Rudolphina: Wie weit sind wir mit Personalisierter Medizin in Österreich?

Barbara Prainsack: In manchen Bereichen, insbesondere in der Krebstherapie, gehört die Personalisierte Medizin in Österreich zum Standard. Zudem tragen österreichische Forscher*innen auch viel zur Forschung im Bereich der Präzisionsmedizin bei, wie etwa in der Onkologie und im Bereich der seltenen Erkrankungen.

Rudolphina: Herzlichen Dank für das Gespräch!

© Barbara Prainsack
© Barbara Prainsack
Barbara Prainsack ist Professorin am Institut für Politikwissenschaft an der Universität Wien. Ihre Forschung beschäftigt sich mit der Analyse regulatorischer, sozialer und ethischer Dimensionen der Biomedizin und der Biowissenschaften.

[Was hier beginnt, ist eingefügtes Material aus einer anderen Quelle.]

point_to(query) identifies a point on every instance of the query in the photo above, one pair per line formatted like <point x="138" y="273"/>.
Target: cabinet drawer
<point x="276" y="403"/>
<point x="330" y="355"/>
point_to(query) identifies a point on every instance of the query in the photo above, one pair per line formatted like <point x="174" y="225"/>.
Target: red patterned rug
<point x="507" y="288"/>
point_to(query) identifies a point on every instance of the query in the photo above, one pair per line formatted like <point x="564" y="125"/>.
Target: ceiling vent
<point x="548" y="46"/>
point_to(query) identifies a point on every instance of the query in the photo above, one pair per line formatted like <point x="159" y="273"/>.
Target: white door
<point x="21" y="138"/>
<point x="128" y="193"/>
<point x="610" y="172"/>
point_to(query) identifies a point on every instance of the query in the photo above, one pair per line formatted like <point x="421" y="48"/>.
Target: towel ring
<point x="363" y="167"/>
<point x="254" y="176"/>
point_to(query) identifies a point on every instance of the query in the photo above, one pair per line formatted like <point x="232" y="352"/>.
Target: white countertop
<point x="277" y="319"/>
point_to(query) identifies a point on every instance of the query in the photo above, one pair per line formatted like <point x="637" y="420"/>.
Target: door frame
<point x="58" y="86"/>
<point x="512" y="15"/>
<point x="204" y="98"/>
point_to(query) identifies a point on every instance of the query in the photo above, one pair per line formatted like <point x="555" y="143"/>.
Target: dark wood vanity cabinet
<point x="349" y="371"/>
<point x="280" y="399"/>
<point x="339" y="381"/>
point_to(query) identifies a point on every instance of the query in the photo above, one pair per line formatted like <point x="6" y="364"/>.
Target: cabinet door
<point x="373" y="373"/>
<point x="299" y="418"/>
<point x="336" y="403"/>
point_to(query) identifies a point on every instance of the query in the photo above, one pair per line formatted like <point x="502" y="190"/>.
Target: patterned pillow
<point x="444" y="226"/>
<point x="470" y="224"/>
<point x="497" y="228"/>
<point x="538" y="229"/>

Sie ist Mitglied der österreichischen Bioethikkommission, Vorsitzende der European Group on Ethics in Science and New Technologies, und Autorin des 2017 erschienenen Buches "Personalized Medicine: Empowered Patients in the 21st Century?". An der Universität Wien leitet Barbara Prainsack die Forschungsgruppe für Zeitgenössische Solidaritätsstudien. Barbara Prainsack ist Vizepräsidentin und ab Februar 2025 Präsidentin der Österreichischen Plattform für Personalisierte Medizin.